Chinese researchers have discovered for the first time fossils of large giant dinosaurs in the Hami (Dune) pterosaur fauna of the Xinjiang Uygur Autonomous Region. The article on the subject was published in Scientific Reports, an international academic publication affiliated with the journal Nature. According to the information in the journal, 3 dinosaur fossils discovered belong to the sauropod Somphospondyli species. The researchers named the newly discovered dinosaurs the "Chinese Silk Road Titanosaur and Xinjiang Hami Titanosaur."

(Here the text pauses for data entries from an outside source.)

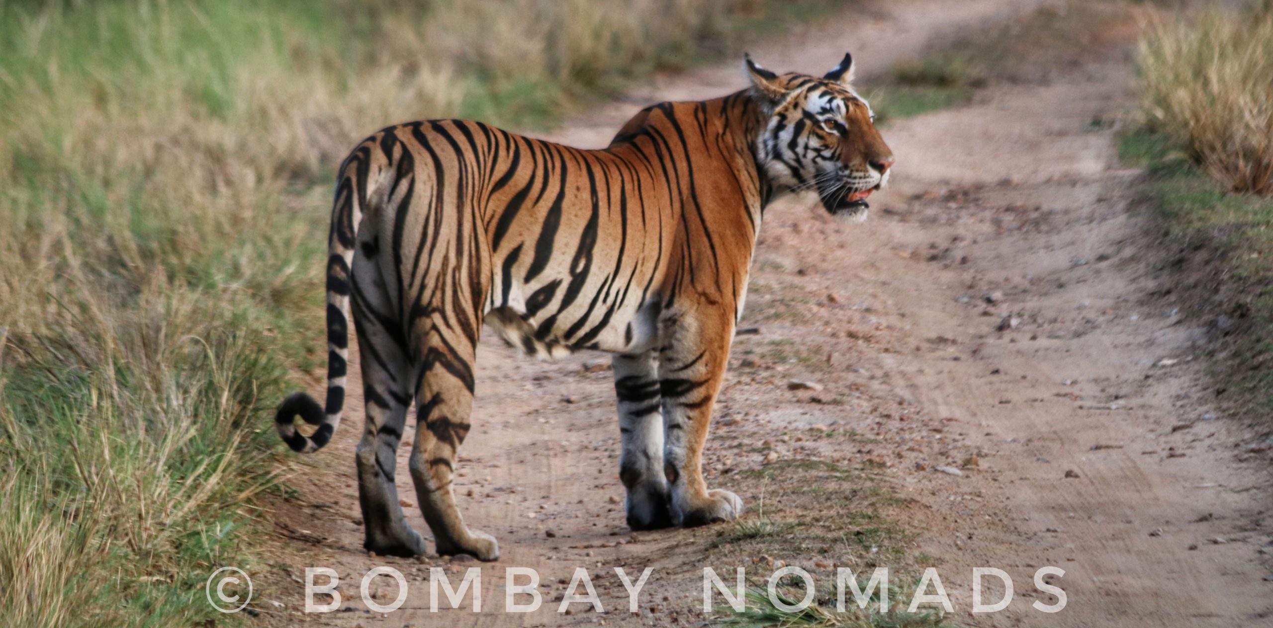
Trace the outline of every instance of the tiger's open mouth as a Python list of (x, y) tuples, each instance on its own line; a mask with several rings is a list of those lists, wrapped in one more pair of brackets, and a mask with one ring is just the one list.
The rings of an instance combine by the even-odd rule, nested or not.
[(826, 211), (834, 215), (858, 214), (871, 207), (869, 205), (867, 205), (867, 197), (871, 196), (871, 192), (875, 192), (876, 189), (880, 189), (880, 186), (866, 189), (858, 189), (854, 192), (849, 192), (847, 195), (819, 193), (819, 197), (822, 200), (822, 207), (826, 207)]

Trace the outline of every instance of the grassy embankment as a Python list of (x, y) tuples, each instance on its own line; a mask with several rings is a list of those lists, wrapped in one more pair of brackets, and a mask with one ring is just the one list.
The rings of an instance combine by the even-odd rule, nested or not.
[(1273, 3), (1151, 22), (1137, 56), (1141, 123), (1122, 153), (1178, 252), (1181, 290), (1206, 318), (1217, 395), (1273, 412)]
[(359, 137), (540, 126), (829, 4), (0, 0), (4, 623), (234, 622), (204, 581), (255, 558)]
[(1104, 55), (1134, 28), (1132, 4), (1069, 0), (964, 33), (869, 81), (877, 122), (964, 104), (994, 83), (1040, 83)]

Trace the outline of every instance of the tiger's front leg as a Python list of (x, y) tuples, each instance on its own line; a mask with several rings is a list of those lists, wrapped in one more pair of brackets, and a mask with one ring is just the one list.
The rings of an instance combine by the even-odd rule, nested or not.
[(707, 488), (703, 445), (729, 358), (733, 314), (719, 306), (701, 306), (665, 313), (659, 324), (666, 334), (658, 364), (663, 474), (672, 521), (685, 528), (728, 521), (742, 514), (742, 500), (729, 491)]
[(622, 456), (619, 479), (628, 489), (625, 509), (633, 530), (672, 526), (667, 478), (663, 475), (663, 417), (659, 412), (658, 357), (656, 350), (616, 355), (615, 397)]

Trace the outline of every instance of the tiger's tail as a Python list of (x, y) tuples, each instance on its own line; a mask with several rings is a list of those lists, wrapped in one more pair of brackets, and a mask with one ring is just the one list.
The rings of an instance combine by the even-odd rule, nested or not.
[[(363, 142), (340, 167), (336, 198), (331, 210), (331, 235), (327, 243), (327, 403), (320, 406), (304, 392), (288, 395), (275, 414), (279, 436), (293, 451), (309, 454), (326, 445), (340, 426), (345, 408), (345, 375), (349, 360), (349, 267), (365, 201), (372, 151)], [(297, 430), (297, 417), (318, 426), (309, 436)]]

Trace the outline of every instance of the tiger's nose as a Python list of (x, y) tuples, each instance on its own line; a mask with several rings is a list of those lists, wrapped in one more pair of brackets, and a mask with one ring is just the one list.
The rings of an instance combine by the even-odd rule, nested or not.
[(889, 168), (892, 168), (892, 163), (894, 159), (891, 156), (885, 159), (876, 159), (871, 161), (871, 168), (875, 168), (876, 170), (880, 170), (880, 174), (883, 174), (889, 172)]

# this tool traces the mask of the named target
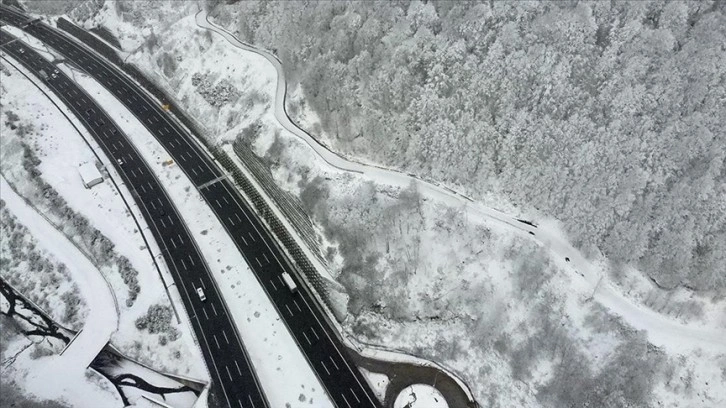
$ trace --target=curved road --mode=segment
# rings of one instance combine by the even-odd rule
[[[68,267],[88,306],[83,329],[63,354],[52,360],[53,364],[67,370],[83,371],[118,330],[115,297],[98,268],[55,226],[28,205],[10,187],[5,177],[0,177],[0,191],[10,212],[37,238],[38,245]]]
[[[685,348],[707,347],[716,351],[726,351],[726,330],[714,328],[703,328],[680,324],[656,313],[646,307],[633,303],[627,299],[616,288],[602,279],[599,268],[593,265],[575,249],[567,240],[562,238],[561,233],[555,228],[530,225],[519,221],[516,217],[507,215],[494,208],[486,207],[475,202],[463,194],[457,193],[447,187],[442,187],[427,181],[420,180],[412,175],[407,175],[396,170],[362,164],[350,161],[332,152],[320,144],[309,133],[295,125],[290,120],[285,110],[287,97],[287,82],[285,72],[282,69],[280,60],[269,51],[251,46],[240,41],[232,33],[209,21],[206,11],[200,11],[196,15],[196,23],[202,28],[214,31],[223,36],[228,42],[237,48],[250,51],[265,57],[277,71],[277,90],[275,95],[275,118],[286,130],[302,139],[315,153],[331,166],[355,173],[364,174],[382,183],[408,186],[411,181],[418,183],[419,191],[435,200],[445,202],[449,205],[465,205],[466,211],[471,216],[487,218],[505,224],[510,230],[524,234],[537,241],[540,245],[548,248],[555,258],[570,259],[570,265],[583,275],[593,288],[597,288],[594,300],[607,307],[611,312],[621,315],[633,327],[648,332],[648,340],[657,345],[682,352]]]

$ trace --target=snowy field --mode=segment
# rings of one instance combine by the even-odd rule
[[[82,137],[60,111],[32,83],[22,77],[19,72],[15,71],[9,64],[3,63],[3,67],[4,69],[1,74],[3,76],[2,110],[5,127],[3,128],[1,143],[2,172],[4,177],[21,194],[29,197],[33,205],[37,206],[49,220],[58,221],[57,214],[53,212],[52,208],[48,207],[49,203],[44,201],[42,193],[39,194],[37,191],[38,186],[31,181],[32,177],[27,176],[27,169],[22,166],[23,151],[19,145],[22,140],[28,144],[40,159],[40,164],[38,164],[37,169],[42,173],[42,180],[65,199],[69,211],[87,217],[95,228],[100,230],[103,235],[109,237],[113,244],[115,244],[114,251],[129,259],[133,267],[139,271],[138,282],[141,290],[131,307],[127,306],[126,303],[129,293],[127,286],[122,281],[121,276],[118,275],[118,271],[108,265],[99,265],[102,274],[99,274],[99,269],[93,267],[93,271],[97,274],[95,281],[88,281],[87,278],[83,280],[74,279],[76,283],[84,283],[86,285],[84,286],[86,295],[102,296],[105,294],[106,297],[102,298],[102,300],[106,301],[106,303],[111,302],[110,315],[107,315],[109,313],[108,307],[105,309],[99,308],[98,310],[91,310],[91,314],[105,316],[101,320],[113,325],[112,330],[108,332],[109,335],[111,332],[113,333],[111,335],[111,341],[128,356],[137,358],[160,370],[204,380],[207,378],[207,373],[203,365],[203,360],[187,326],[183,324],[178,325],[174,322],[173,326],[175,330],[181,334],[180,339],[169,342],[166,346],[161,346],[159,343],[159,335],[152,335],[148,332],[140,331],[134,324],[138,317],[146,314],[150,305],[162,304],[168,307],[169,301],[166,298],[158,273],[153,267],[151,255],[144,247],[138,227],[131,218],[129,209],[125,207],[124,202],[119,196],[119,194],[126,195],[127,201],[132,203],[130,194],[123,186],[121,186],[120,192],[116,190],[110,183],[110,180],[106,180],[91,190],[85,189],[81,183],[77,166],[80,163],[96,162],[97,159],[93,155],[93,151],[84,142],[84,137],[88,141],[92,141],[92,139],[85,132],[82,134]],[[67,67],[63,67],[63,69],[67,69]],[[8,120],[8,115],[15,115],[12,121]],[[10,122],[12,122],[12,126],[15,129],[10,127]],[[76,123],[76,126],[78,129],[82,129],[80,124]],[[101,152],[95,144],[92,144],[92,147],[96,152]],[[105,162],[106,159],[102,157],[102,161]],[[116,176],[110,166],[108,168],[111,171],[111,175]],[[11,193],[5,187],[3,186],[3,196]],[[138,209],[132,208],[131,211],[134,211],[137,219],[143,222],[138,214]],[[143,224],[142,228],[145,228]],[[39,238],[42,240],[51,240],[51,236],[48,234],[43,234],[41,237]],[[71,272],[79,272],[80,268],[78,268],[77,263],[85,259],[85,255],[71,256],[74,253],[72,249],[76,248],[73,245],[81,243],[81,241],[77,240],[78,237],[71,238],[74,243],[71,244],[68,241],[70,246],[66,247],[60,254],[64,255],[64,259],[68,261],[67,266],[69,268],[73,266],[70,269]],[[51,245],[51,249],[63,248],[62,246],[58,247],[59,239],[51,241],[43,241],[41,244],[46,246]],[[77,252],[78,249],[75,249],[75,251],[79,254]],[[86,260],[86,262],[88,261]],[[74,276],[74,278],[76,277]],[[104,281],[104,278],[108,280],[108,284]],[[109,293],[109,284],[113,289],[113,294]],[[93,298],[93,296],[90,298]],[[115,304],[116,301],[118,301],[118,304]],[[181,312],[183,313],[183,310]],[[88,329],[82,335],[94,333],[93,328],[89,327]],[[99,330],[97,334],[103,336],[103,331]],[[79,347],[83,347],[83,345],[83,341],[78,341]],[[87,350],[87,352],[89,351],[93,351],[93,347]],[[44,367],[47,368],[50,366],[46,365]],[[25,384],[31,384],[30,377],[27,377],[27,373],[33,372],[34,376],[36,376],[36,371],[23,368],[18,372],[18,375],[25,376]],[[37,371],[37,373],[41,372]],[[57,372],[53,375],[57,375]],[[85,375],[88,376],[89,374]],[[93,376],[93,374],[90,374],[89,378]],[[83,372],[81,371],[78,376],[69,374],[69,383],[75,384],[74,378],[77,377],[83,379]],[[58,391],[56,388],[48,387],[32,388],[29,391],[48,398],[53,396],[53,391]],[[41,388],[44,392],[39,393],[38,390]],[[73,388],[71,394],[66,395],[61,393],[63,395],[62,398],[68,401],[75,401],[73,403],[74,406],[83,406],[84,404],[78,402],[80,400],[74,398],[82,397],[85,388],[80,385],[75,387],[74,385],[67,387],[63,392],[67,392],[69,388]],[[94,392],[89,391],[88,394],[94,395]],[[113,392],[115,393],[115,391]],[[106,399],[99,397],[95,400],[107,400],[112,405],[112,401],[115,399],[116,397],[110,396]]]
[[[176,165],[164,164],[170,157],[163,147],[101,85],[85,75],[77,75],[76,80],[125,129],[187,221],[229,306],[270,403],[291,407],[331,406],[242,254],[191,181]]]
[[[149,44],[113,8],[104,8],[93,23],[110,27],[122,44],[137,41],[127,49],[138,50],[131,60],[149,73],[161,72],[155,74],[158,82],[204,121],[210,141],[231,141],[249,125],[261,125],[249,142],[325,232],[323,249],[351,298],[346,328],[359,340],[453,368],[478,401],[491,406],[538,406],[548,395],[576,399],[578,392],[597,391],[596,385],[628,400],[649,398],[652,391],[652,400],[668,407],[726,403],[723,346],[691,336],[701,328],[723,328],[723,301],[688,294],[649,300],[651,291],[641,282],[628,296],[644,305],[636,304],[637,313],[624,322],[593,301],[606,265],[580,270],[526,233],[472,218],[466,206],[441,202],[415,185],[401,188],[330,168],[276,121],[270,65],[200,32],[192,7],[165,7],[154,13],[168,12],[169,23]],[[148,23],[148,29],[154,18],[135,23]],[[239,98],[211,99],[210,89]],[[511,208],[504,202],[496,207]],[[611,304],[622,304],[615,300],[620,303]],[[680,324],[684,313],[698,307],[658,306],[684,300],[704,310],[689,316],[689,325]],[[651,306],[663,314],[647,310]],[[630,324],[661,328],[639,321],[641,316],[664,322],[675,336],[648,338],[634,330]],[[680,342],[677,330],[686,340]],[[617,405],[620,397],[603,398]]]

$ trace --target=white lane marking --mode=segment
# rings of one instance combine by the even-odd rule
[[[328,371],[328,366],[325,365],[325,362],[323,360],[320,360],[320,364],[323,365],[323,368],[325,369],[325,372],[328,373],[328,375],[330,375],[330,371]]]
[[[335,369],[340,370],[340,367],[338,367],[338,364],[335,362],[335,360],[333,360],[333,357],[328,356],[328,358],[330,359],[330,362],[333,363],[333,365],[335,366]]]
[[[353,396],[355,397],[355,400],[358,401],[358,403],[360,404],[360,400],[358,399],[358,396],[355,395],[355,392],[353,391],[353,389],[350,387],[348,387],[348,389],[350,390],[350,393],[353,394]]]
[[[345,404],[348,405],[348,408],[351,408],[350,402],[348,402],[348,398],[345,398],[345,395],[340,394],[341,397],[343,397],[343,401],[345,401]]]

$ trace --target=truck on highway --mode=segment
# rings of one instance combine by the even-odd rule
[[[297,285],[295,284],[295,281],[292,280],[292,277],[288,275],[287,272],[282,273],[282,280],[285,281],[285,285],[287,285],[287,288],[290,289],[290,292],[296,293],[297,292]]]

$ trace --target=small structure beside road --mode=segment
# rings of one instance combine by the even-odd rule
[[[103,183],[103,175],[96,168],[95,163],[81,163],[78,165],[78,174],[81,175],[83,185],[86,188],[91,188],[96,184]]]

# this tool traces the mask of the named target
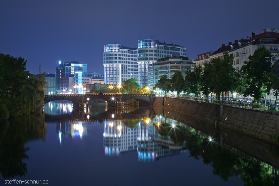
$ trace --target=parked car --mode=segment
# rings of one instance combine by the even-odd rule
[[[262,103],[263,104],[266,104],[266,104],[270,104],[270,102],[269,101],[269,100],[266,100],[266,102],[265,100],[260,100],[260,103]]]

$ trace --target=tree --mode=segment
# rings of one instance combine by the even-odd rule
[[[137,79],[131,78],[123,82],[122,87],[127,91],[128,94],[135,94],[140,86],[137,82]]]
[[[207,96],[213,91],[212,84],[213,79],[213,65],[211,63],[206,63],[204,65],[203,72],[201,79],[201,91]]]
[[[243,94],[244,96],[251,95],[257,100],[257,103],[265,93],[269,94],[270,90],[268,84],[271,70],[271,57],[270,52],[263,46],[255,51],[253,55],[250,55],[241,68],[245,83],[249,85]]]
[[[233,57],[232,54],[228,55],[227,52],[223,53],[224,59],[219,57],[212,60],[212,86],[214,92],[220,100],[221,93],[227,92],[232,89],[235,81],[234,75],[235,69],[232,67]]]
[[[26,70],[26,62],[20,57],[0,54],[0,119],[42,109],[44,74],[34,77]]]
[[[279,55],[279,52],[278,53]],[[270,73],[271,88],[273,89],[273,93],[275,96],[274,105],[276,104],[277,96],[279,95],[279,60],[277,60],[271,66]]]
[[[165,91],[165,94],[166,94],[168,90],[167,90],[167,86],[166,86],[166,84],[167,85],[167,83],[169,81],[170,79],[167,75],[166,74],[163,75],[160,77],[160,79],[158,80],[158,82],[153,87],[153,90],[158,88],[160,91]]]
[[[177,95],[179,95],[183,90],[185,86],[185,80],[181,71],[176,72],[170,82],[171,85],[171,91],[176,91]]]
[[[201,66],[196,67],[193,71],[188,68],[185,71],[186,86],[189,88],[191,93],[195,94],[197,97],[202,87],[202,70]]]

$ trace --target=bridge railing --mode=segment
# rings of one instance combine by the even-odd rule
[[[204,98],[184,96],[167,95],[166,97],[184,99],[196,101],[204,102],[219,105],[226,105],[236,107],[245,108],[259,110],[263,110],[272,112],[279,113],[279,105],[274,105],[271,104],[262,103],[254,103],[245,101],[235,101],[228,100],[218,100],[215,99]]]

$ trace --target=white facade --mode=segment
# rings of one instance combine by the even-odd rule
[[[139,78],[136,49],[122,45],[105,45],[103,53],[104,83],[121,85],[131,78]]]
[[[186,57],[186,48],[179,45],[160,42],[158,40],[138,41],[137,61],[139,64],[139,84],[142,87],[148,84],[148,68],[161,58],[171,57],[173,53]]]

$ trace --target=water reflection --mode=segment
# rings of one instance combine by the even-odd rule
[[[100,112],[99,107],[94,108],[89,105],[86,113],[84,109],[71,110],[64,103],[53,103],[52,108],[51,103],[46,105],[45,111],[50,110],[48,113],[51,114],[46,115],[46,121],[53,122],[55,134],[49,136],[56,138],[55,144],[58,144],[60,153],[71,146],[64,145],[66,142],[74,141],[76,145],[82,142],[84,146],[81,148],[86,153],[92,150],[100,154],[96,157],[98,161],[104,156],[110,157],[109,166],[113,169],[111,161],[116,158],[120,161],[127,158],[127,163],[130,162],[125,156],[128,152],[135,155],[131,156],[134,161],[145,164],[160,163],[167,157],[178,159],[179,154],[187,152],[194,159],[200,160],[212,167],[210,176],[217,175],[224,181],[237,176],[247,185],[278,184],[277,146],[162,109],[104,107]],[[67,113],[63,115],[64,110]],[[24,176],[27,174],[27,167],[24,160],[28,158],[29,148],[25,144],[29,141],[44,140],[46,132],[43,116],[40,118],[19,118],[19,122],[0,125],[0,171],[3,177]],[[98,126],[100,125],[103,126]],[[90,141],[92,136],[94,140]],[[65,140],[66,138],[72,140]],[[101,141],[100,145],[94,143],[96,138]],[[97,146],[99,148],[95,148]],[[41,150],[40,148],[37,150]]]
[[[47,127],[44,116],[23,116],[0,123],[0,172],[5,179],[27,174],[27,165],[24,160],[29,158],[26,147],[28,142],[45,140]]]
[[[44,106],[45,113],[51,116],[70,114],[73,109],[71,102],[61,100],[49,102]]]
[[[119,126],[123,126],[121,130]],[[104,122],[103,135],[105,155],[117,156],[136,149],[139,161],[154,162],[188,150],[190,156],[211,165],[213,174],[224,181],[236,176],[247,185],[277,185],[277,166],[225,143],[220,129],[213,128],[214,135],[207,135],[161,115],[108,120]]]
[[[59,142],[62,144],[62,137],[70,136],[73,139],[82,139],[87,135],[87,126],[100,124],[98,122],[88,122],[78,120],[72,122],[59,122],[55,123],[56,131],[59,137]]]
[[[128,127],[125,125],[126,122],[112,120],[104,121],[104,147],[106,156],[117,156],[122,153],[136,149],[139,129]]]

Since 2006, a team from the Chinese Academy of Sciences has conducted scientific expeditions at the Gobi site in Hami and discovered the rare Hami pterosaur fauna. This region has now become the region where the world's largest and most dense pterosaur fossils were found. Hundreds of millions of pterosaurs once lived here.
Despite living at the same time as dinosaurs, the pterosaur fauna is not considered dinosaurs. The head of the discovery team, Wang Xiaolin, stated that the sauropod dinosaur fossils examined are from 130 to 120 million years old and are the first non-pterosaur vertebrate fossils discovered in the Hami pterosaur fauna, and that the locations where the three specimens are found are approximately 2-5 kilometers away.
Due to the erosion of the exposed surface of the fossils, only a portion of the vertebral bodies with fractured surfaces remained in the three specimens. Two of the specimens were named the Chinese Silk Road Titanosaur and the Xinjiang Hami Titanosaur. The total length of the six cervical vertebrae of the Chinese Silk Road Titanosaur is about 3 meters. Researchers estimate that the body length of the Chinese Silk Road Titanosaur was more than 20 meters. In addition, researchers estimate that the body length of the Hami pharaoh was about 17 meters.